Protein found in humans

Dedicator of cytokinesis protein 10 (Dock10), also known as Zizimin3, is a large (~240 kDa) protein involved in intracellular signalling networks that in humans is encoded by the DOCK10 gene. It is a member of the DOCK-D subfamily of the DOCK family of guanine nucleotide exchange factors, which function as activators of small G-proteins.

==Discovery==
Dock10 was identified via bioinformatic approaches as one of a family of evolutionarily conserved proteins (the DOCK family) that share significant sequence homology. Dock10 is expressed in peripheral blood leukocytes as well as in the brain, spleen, lung and thymus.

==Structure and function==
Dock10 shares the same domain arrangement as other members of the DOCK-D/Zizimin subfamily as well as a high level of sequence similarity. It contains a DHR2 domain that is involved in G protein binding and a DHR1 domain, which, in some DOCK family proteins, interacts with membrane phospholipids. Like other DOCK-D subfamily proteins Dock10 contains an N-terminal PH domain, which, in Dock9/Zizimin1, mediates recruitment to the plasma membrane. The DHR2 domain of Dock10 appears to bind to the small G proteins Cdc42, TC10 and TCL although these interactions are of low affinity.
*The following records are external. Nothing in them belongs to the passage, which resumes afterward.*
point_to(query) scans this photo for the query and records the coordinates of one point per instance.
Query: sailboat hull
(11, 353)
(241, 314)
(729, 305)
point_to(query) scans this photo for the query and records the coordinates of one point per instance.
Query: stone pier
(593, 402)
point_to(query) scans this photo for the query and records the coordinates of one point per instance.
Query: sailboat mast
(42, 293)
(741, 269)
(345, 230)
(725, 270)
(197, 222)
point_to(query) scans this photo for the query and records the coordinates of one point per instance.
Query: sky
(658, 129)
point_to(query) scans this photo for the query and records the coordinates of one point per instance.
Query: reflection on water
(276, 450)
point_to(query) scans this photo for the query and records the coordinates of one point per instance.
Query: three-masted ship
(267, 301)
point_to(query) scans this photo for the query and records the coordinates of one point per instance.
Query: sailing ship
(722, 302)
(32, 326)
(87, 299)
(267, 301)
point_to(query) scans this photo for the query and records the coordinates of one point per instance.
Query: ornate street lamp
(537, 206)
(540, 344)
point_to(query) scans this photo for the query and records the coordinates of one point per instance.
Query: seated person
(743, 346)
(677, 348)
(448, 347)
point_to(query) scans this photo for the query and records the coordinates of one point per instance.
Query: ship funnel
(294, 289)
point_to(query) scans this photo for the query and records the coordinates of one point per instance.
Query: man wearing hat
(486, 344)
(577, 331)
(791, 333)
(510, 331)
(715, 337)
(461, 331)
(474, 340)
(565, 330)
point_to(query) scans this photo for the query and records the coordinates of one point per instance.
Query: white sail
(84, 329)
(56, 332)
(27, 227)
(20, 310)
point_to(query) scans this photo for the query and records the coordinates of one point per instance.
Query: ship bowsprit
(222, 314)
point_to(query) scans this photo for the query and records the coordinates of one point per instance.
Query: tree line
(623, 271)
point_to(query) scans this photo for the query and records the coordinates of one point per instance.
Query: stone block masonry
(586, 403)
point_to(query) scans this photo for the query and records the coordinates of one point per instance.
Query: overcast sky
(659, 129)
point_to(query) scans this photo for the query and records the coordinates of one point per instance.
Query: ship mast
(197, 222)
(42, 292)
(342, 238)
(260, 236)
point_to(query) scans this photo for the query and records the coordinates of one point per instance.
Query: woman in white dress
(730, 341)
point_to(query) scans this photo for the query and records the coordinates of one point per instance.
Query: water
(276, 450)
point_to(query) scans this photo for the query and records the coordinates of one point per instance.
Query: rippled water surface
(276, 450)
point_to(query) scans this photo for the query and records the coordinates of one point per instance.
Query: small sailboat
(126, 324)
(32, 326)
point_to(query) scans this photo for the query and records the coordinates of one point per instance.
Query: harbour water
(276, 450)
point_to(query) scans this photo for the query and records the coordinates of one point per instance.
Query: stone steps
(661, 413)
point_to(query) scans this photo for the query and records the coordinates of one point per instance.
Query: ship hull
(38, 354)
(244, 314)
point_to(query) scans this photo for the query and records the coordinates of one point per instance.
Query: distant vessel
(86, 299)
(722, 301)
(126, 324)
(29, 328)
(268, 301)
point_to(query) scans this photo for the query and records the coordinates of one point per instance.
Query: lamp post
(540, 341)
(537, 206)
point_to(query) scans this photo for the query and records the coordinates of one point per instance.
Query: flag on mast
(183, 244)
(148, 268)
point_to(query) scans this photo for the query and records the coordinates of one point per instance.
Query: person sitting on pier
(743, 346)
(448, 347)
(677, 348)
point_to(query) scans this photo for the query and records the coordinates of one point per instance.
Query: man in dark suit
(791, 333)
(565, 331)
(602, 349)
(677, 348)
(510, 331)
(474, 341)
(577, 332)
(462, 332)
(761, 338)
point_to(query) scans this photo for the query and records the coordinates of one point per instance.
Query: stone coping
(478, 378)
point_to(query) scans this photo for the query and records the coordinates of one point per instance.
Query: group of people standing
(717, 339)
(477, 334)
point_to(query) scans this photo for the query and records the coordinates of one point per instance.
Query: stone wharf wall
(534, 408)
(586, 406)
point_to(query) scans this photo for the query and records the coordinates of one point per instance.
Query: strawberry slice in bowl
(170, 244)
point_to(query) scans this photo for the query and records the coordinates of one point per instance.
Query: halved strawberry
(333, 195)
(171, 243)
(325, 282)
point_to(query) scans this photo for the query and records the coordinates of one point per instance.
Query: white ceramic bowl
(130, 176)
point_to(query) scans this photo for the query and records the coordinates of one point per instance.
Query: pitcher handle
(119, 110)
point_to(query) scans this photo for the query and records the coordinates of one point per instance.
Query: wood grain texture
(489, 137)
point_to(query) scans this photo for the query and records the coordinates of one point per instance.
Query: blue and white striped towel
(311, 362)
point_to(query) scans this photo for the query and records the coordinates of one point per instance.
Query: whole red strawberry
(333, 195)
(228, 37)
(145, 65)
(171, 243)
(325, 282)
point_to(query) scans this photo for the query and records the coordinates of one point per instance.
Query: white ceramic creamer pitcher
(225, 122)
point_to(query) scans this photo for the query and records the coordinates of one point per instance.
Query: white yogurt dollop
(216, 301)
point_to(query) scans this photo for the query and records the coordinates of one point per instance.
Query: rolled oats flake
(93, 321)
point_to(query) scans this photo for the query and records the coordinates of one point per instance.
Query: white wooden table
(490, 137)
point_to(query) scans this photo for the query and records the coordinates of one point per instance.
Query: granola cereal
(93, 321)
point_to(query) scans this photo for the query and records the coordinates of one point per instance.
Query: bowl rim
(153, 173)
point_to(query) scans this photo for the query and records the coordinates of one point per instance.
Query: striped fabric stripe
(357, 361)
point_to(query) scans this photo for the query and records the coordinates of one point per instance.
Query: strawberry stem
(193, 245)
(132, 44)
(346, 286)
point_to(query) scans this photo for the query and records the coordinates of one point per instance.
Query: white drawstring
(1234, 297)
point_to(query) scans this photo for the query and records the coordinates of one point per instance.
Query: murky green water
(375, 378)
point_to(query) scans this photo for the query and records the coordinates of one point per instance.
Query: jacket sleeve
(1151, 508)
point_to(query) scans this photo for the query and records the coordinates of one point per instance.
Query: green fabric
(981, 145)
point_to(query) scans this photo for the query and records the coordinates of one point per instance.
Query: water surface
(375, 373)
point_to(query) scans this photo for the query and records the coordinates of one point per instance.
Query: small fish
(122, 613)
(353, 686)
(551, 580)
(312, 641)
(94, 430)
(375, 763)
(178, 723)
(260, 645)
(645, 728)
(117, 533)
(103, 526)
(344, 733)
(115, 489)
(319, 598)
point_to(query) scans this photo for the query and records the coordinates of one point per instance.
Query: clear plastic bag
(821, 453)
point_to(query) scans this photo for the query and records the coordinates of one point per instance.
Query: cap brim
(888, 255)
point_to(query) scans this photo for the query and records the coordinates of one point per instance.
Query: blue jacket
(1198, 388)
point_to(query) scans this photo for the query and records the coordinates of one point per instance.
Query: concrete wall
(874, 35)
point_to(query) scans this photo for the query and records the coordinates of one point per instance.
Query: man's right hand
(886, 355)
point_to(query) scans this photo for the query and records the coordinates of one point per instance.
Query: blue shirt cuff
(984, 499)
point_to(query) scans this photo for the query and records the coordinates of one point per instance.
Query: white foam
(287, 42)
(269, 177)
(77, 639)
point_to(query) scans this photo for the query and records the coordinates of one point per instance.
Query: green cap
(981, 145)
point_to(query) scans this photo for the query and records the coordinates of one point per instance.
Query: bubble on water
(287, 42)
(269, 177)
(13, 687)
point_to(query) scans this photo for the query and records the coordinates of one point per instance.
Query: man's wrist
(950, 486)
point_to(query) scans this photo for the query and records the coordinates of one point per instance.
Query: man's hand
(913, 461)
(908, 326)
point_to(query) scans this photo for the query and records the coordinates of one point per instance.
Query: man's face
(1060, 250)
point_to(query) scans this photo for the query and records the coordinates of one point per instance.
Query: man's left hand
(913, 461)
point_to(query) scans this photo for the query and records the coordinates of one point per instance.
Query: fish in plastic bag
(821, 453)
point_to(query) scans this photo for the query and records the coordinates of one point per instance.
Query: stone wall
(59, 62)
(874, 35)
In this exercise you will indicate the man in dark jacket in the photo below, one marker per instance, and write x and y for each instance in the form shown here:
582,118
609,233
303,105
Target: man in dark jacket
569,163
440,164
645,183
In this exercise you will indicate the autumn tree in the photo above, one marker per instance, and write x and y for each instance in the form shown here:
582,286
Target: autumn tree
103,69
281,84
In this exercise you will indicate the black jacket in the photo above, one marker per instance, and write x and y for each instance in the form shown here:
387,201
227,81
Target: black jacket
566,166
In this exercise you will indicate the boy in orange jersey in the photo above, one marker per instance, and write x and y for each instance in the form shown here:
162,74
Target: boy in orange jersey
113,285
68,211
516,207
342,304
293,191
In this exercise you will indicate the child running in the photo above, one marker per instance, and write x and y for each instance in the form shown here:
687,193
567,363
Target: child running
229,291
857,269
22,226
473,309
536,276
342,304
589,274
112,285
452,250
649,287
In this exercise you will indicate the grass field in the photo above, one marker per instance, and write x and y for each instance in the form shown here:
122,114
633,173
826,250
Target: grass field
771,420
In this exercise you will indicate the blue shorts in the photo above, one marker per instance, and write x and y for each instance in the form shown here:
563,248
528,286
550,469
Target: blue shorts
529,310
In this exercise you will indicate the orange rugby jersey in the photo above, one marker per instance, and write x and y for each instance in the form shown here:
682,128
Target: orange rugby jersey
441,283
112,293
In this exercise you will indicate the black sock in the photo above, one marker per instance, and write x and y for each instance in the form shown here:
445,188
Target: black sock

The physiological role of Dock10 is poorly characterised, however a study in lymphocytes has shown that Dock10 expression is upregulated in B-lymphocytes and Chronic Lymphocytic Leukemia (CLL) cells in response to the cytokine IL-4. This suggests that Dock10 may have a role in B-cell activation and proliferation. Another study in 2006 identified Dock10 as a protein that was overexpressed in some aggressive papillary thyroid carcinomas.